There were 3,266 households, out of which 17.3% had children under the age of 18 living with them, 34.0% were married couples living together, 7.5% had a female householder with no husband present, and 56.9% were non-families. 47.5% of all households were made up of individuals, and 22.5% had someone living alone who was 65 years of age or older. The average household size was 1.91 and the average family size was 2.80.

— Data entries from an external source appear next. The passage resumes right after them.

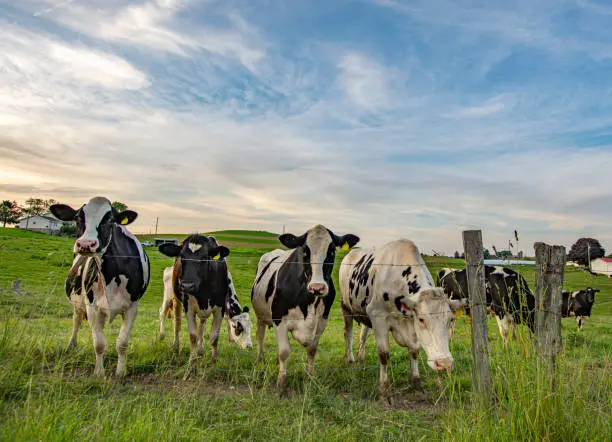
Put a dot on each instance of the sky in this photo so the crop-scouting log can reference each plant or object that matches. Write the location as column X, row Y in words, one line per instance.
column 382, row 118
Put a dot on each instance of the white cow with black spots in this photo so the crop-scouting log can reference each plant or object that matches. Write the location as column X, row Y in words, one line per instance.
column 390, row 289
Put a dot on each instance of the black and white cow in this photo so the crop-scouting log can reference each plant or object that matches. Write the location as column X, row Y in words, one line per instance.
column 109, row 274
column 578, row 304
column 200, row 282
column 508, row 296
column 390, row 289
column 238, row 321
column 293, row 292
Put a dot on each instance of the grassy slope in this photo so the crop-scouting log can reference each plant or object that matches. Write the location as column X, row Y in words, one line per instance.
column 47, row 391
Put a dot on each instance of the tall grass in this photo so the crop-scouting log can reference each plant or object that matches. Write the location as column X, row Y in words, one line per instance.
column 526, row 404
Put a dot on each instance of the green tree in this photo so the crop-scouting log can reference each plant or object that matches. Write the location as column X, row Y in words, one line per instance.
column 119, row 206
column 10, row 212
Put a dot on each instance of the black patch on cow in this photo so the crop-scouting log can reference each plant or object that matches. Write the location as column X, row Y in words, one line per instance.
column 121, row 258
column 413, row 286
column 265, row 269
column 210, row 276
column 507, row 292
column 398, row 304
column 406, row 273
column 291, row 281
column 270, row 288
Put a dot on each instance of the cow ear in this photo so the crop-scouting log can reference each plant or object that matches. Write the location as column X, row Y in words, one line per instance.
column 219, row 252
column 170, row 249
column 63, row 212
column 347, row 241
column 126, row 217
column 291, row 241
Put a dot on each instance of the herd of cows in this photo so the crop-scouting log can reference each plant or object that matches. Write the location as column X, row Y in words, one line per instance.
column 387, row 289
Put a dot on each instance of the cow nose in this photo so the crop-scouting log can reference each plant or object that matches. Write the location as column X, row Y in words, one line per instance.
column 187, row 286
column 86, row 245
column 317, row 289
column 443, row 364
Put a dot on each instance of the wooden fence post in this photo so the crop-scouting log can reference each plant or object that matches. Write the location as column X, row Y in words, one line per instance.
column 550, row 267
column 474, row 264
column 16, row 285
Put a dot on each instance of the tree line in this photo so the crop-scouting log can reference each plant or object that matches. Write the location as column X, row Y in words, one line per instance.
column 11, row 212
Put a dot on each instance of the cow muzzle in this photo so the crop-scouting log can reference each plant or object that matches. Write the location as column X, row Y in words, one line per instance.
column 442, row 364
column 317, row 289
column 86, row 246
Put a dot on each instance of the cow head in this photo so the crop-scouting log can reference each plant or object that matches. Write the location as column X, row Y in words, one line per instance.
column 433, row 315
column 318, row 251
column 240, row 329
column 94, row 223
column 195, row 258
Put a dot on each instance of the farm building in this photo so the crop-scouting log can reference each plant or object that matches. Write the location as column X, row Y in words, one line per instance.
column 602, row 266
column 160, row 241
column 40, row 223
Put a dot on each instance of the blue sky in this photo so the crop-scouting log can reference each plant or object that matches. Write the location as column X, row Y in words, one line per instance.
column 376, row 117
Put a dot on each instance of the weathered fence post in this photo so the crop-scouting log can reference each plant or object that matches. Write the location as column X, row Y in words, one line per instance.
column 474, row 264
column 550, row 267
column 16, row 285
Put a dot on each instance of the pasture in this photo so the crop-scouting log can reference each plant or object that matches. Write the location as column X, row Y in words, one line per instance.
column 47, row 392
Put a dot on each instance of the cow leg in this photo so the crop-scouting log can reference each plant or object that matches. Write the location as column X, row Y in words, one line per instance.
column 415, row 377
column 363, row 337
column 381, row 334
column 503, row 325
column 348, row 337
column 97, row 320
column 284, row 350
column 193, row 335
column 229, row 331
column 176, row 322
column 163, row 311
column 214, row 334
column 124, row 336
column 77, row 319
column 261, row 334
column 201, row 329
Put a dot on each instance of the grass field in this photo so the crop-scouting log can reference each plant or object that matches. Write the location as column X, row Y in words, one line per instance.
column 47, row 392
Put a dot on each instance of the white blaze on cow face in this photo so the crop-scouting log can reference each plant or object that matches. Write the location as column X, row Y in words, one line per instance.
column 433, row 318
column 320, row 245
column 94, row 238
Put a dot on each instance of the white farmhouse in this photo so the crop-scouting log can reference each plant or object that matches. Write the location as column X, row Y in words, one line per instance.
column 40, row 223
column 603, row 266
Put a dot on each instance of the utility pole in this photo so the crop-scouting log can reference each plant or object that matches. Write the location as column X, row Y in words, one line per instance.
column 29, row 215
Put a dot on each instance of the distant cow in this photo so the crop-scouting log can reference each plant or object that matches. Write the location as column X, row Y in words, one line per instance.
column 390, row 289
column 238, row 321
column 200, row 281
column 293, row 292
column 579, row 304
column 507, row 295
column 109, row 274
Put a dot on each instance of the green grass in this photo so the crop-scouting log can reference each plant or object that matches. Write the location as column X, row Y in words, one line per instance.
column 47, row 392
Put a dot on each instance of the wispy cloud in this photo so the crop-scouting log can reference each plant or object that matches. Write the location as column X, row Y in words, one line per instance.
column 227, row 115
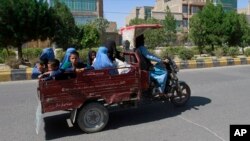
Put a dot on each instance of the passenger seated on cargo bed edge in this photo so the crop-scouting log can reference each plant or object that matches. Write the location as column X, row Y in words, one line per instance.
column 42, row 65
column 75, row 64
column 102, row 61
column 53, row 71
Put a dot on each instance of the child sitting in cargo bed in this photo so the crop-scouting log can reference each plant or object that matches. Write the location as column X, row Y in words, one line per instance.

In the city, the population was spread out, with 15.6% under the age of 18, 10.8% from 18 to 24, 29.8% from 25 to 44, 17.4% from 45 to 64, and 26.3% who were 65 years of age or older. The median age was 40 years. For every 100 females, there were 78.9 males. For every 100 females age 18 and over, there were 74.2 males.

The median income for a household in the city was $40,896, and the median income for a family was $57,007. Males had a median income of $40,951 versus $35,018 for females. The per capita income for the city was $27,479. About 3.1% of families and 8.7% of the population were below the poverty line, including 3.8% of those under age 18 and 5.2% of those age 65 or over.
==Transportation==

===Major roads and highways===
Major arterial routes in Shrewsbury include Big Bend Boulevard, Laclede Station Road, Lansdowne Avenue, Murdoch Avenue and Watson Road. Interstate 44 passes through the northern part of the city near Deer Creek.

===Public transportation===
Shrewsbury is served by the Blue Line of the St. Louis region's MetroLink light rail system. The city has one station, Shrewsbury–Lansdowne I-44, which is located within the city limits of St. Louis in the Lindenwood Park neighborhood despite being named for Shrewsbury. Metro Transit also operates the Shrewsbury Transit Center on Lansdowne Avenue, which connects the light rail station to several MetroBus routes and paratransit services.